Turning Point, a leading addiction, research and education organisation recently launched Nurse & Midwife Support, a national dedicated telephone and online service that provides 24/7 access to an experienced team who can provide advice and referral to nurses and midwives about their own health and wellbeing.

Program Director Anthony Denham said that International Day of the Midwife and International Nurses Day are both great opportunities to celebrate achievements, as well as recognise how challenging the job can be.

“Nurses and midwives are close to the hearts of many people. They are there for many of life’s most emotional and challenging moments. But while they are often providing strength and support for others, we need to ensure they take time out to reflect on their own health needs,” Nurse & Midwife Support Stakeholder Engagement Officer, Mark Aitken said.
Since the launch of Nurse & Midwife Support in March 2017, nurses and midwives from a range of backgrounds, locations and areas of the profession have contacted the confidential service to seek advice for a range of concerns. Types of contact have included:
  • Long serving nurses and midwives curious about the service, and excited to hear that a support of this kind is available
  • Nurses and midwives seeking support after experiencing stressful events at work
  • Managers of services that want to know more about Nurse & Midwife Support, and request information packs so they can promote the service within their workplace
  • Students concerned about their performance on a placement and what this means for their future nursing or midwifery career
  • Nurses and midwives seeking support due to bullying in the workplace
  • Nurses and midwives who were recommencing their careers after a period of recovery, contacting our counsellors to reflect on how they are feeling and seek some support
  • Management from regional health services wishing to utilise the service for staff who are currently experiencing difficulty in accessing health support.

“A lot of the people we are talking to are really happy that when they call, they get to speak to a nurse or midwife.

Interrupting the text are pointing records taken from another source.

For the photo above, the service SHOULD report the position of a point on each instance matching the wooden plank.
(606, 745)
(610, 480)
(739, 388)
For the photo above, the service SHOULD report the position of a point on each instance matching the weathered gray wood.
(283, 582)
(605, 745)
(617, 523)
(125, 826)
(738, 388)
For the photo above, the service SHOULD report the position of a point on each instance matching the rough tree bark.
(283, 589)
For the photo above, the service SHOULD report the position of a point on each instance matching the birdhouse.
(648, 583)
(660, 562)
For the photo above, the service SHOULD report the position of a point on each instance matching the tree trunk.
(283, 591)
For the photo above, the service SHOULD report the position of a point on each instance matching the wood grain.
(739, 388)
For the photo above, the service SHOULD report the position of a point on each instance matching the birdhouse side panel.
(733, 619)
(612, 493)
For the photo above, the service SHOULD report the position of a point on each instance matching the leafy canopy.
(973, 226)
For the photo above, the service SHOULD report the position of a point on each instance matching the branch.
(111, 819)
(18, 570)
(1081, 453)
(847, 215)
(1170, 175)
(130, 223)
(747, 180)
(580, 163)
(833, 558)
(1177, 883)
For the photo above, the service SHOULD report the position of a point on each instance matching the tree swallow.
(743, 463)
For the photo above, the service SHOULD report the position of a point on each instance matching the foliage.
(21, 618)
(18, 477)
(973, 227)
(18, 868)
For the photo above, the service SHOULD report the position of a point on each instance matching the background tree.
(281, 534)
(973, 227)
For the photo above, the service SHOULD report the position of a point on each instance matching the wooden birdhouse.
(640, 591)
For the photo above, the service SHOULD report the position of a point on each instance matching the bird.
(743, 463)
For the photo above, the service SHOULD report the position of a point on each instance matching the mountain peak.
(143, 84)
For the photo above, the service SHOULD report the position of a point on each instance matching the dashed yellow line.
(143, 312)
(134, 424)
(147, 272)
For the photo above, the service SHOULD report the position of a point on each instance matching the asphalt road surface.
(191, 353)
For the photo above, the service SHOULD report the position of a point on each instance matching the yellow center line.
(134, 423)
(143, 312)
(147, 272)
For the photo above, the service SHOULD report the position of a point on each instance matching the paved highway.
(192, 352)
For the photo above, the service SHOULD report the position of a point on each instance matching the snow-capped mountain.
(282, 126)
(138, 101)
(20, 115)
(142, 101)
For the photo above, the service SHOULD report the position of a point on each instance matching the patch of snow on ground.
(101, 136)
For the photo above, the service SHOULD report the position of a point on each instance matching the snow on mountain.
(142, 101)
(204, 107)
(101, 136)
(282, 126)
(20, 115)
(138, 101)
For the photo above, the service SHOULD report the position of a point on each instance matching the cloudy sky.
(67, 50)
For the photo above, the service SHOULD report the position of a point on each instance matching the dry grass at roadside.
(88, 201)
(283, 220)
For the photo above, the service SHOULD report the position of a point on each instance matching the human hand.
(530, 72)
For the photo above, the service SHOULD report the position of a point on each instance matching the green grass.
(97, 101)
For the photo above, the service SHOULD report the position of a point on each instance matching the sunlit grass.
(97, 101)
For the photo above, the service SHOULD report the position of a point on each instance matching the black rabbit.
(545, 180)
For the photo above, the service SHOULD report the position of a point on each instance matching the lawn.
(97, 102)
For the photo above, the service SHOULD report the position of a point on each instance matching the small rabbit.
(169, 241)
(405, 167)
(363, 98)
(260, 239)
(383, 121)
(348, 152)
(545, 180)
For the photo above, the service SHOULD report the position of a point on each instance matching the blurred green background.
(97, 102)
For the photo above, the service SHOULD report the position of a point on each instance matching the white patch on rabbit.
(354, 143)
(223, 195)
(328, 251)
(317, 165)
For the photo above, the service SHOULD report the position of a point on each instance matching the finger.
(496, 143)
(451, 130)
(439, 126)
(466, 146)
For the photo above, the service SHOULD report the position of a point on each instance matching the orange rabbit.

This is very important because they know that we understand how they are feeling and the pressures of the profession,” Mr Aitken said.
“Whether you have an ongoing health issue or have had a tough day and need to find a way to debrief we are here for you – so if you need support, give us a call or send us an email today.”

The service is available across Australia and is open to nurses, midwives, students, employers, educators, concerned friends or relatives and the public.